Ninety-seven percent of Niagara University students find employment or enroll in graduate school shortly after they earn their degrees, because they receive an education that delivers exactly what employers and the world are looking for.
Matthew Michienzi, for example, received a full-tuition Army scholarship for his doctorate studies at Campbell University’s School of Osteopathic Medicine. He was introduced to laboratory research in his freshman year and, in his senior year, his research earned him top honors at the Eastern College’s Science Conference. His poster, which detailed the studies he and Dr. Christopher Stoj, associate professor of biochemistry, had done on how the human body metabolizes iron, won first place for biochemistry posters at the conference.

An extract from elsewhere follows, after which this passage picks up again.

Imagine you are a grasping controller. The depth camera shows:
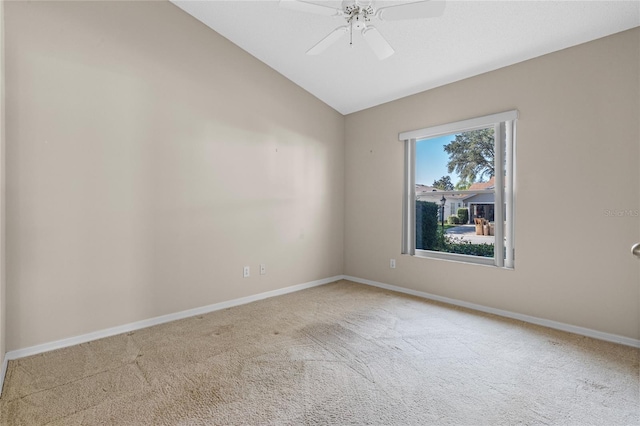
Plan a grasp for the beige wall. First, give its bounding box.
[0,2,7,366]
[2,2,344,353]
[345,29,640,339]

Economics/international studies graduate Nicole Matheis is heading to Ireland to train for her job as a financial engineer at First Derivatives, a leading provider of products and consulting services to some of the world’s largest finance, technology, and energy institutions. She was offered the position even before she received her degree. An internship with a startup company, where she performed research on the mobile financial technology market to assist in developing strategies to increase user retention of its InvestED app, was one of the factors led to the job offer.
Nicole isn’t the only Niagara University student to secure a job before graduation: Gabriel Buck started her position as a digital marketing specialist at Norazza, Inc., in April, while Dana DiMatteo was offered her job as a financial accounting analyst at Citi while pursuing her MBA.

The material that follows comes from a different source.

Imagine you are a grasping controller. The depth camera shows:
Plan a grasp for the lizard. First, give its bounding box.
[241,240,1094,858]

Caitlyn Burns, who will attend Notre Dame Law School in the fall, notes that people she spoke to in the law programs she applied for were “incredibly impressed” with the wide range of prelaw classes and options offered at Niagara University. Her two internships, one in the district office of Congressman Chris Collins, and the other at Frederick Law Offices, complemented her class work with real-world experience and gave her a solid foundation for her future studies.
Californian Samantha Loper chose to come to Niagara University for nursing because she saw that the faculty and administration were dedicated to her success. Once she arrived, she says the relationships she created with her professors, the fact that she began clinical rotations in her sophomore year, the real-life scenarios she practiced in the Nursing Simulation Lab, and her senior capstone internship at Erie County Medical Center’s Level One Tauma Intensive Care Unit made her feel “confident and prepared” for her career, which she begins as a BSN-RN in the Cardiovascular Intensive Care Unit at the University of Rochester’s Strong Memorial Hospital.
These are just a few examples of how the Power of Niagara University is preparing students for their professional goals.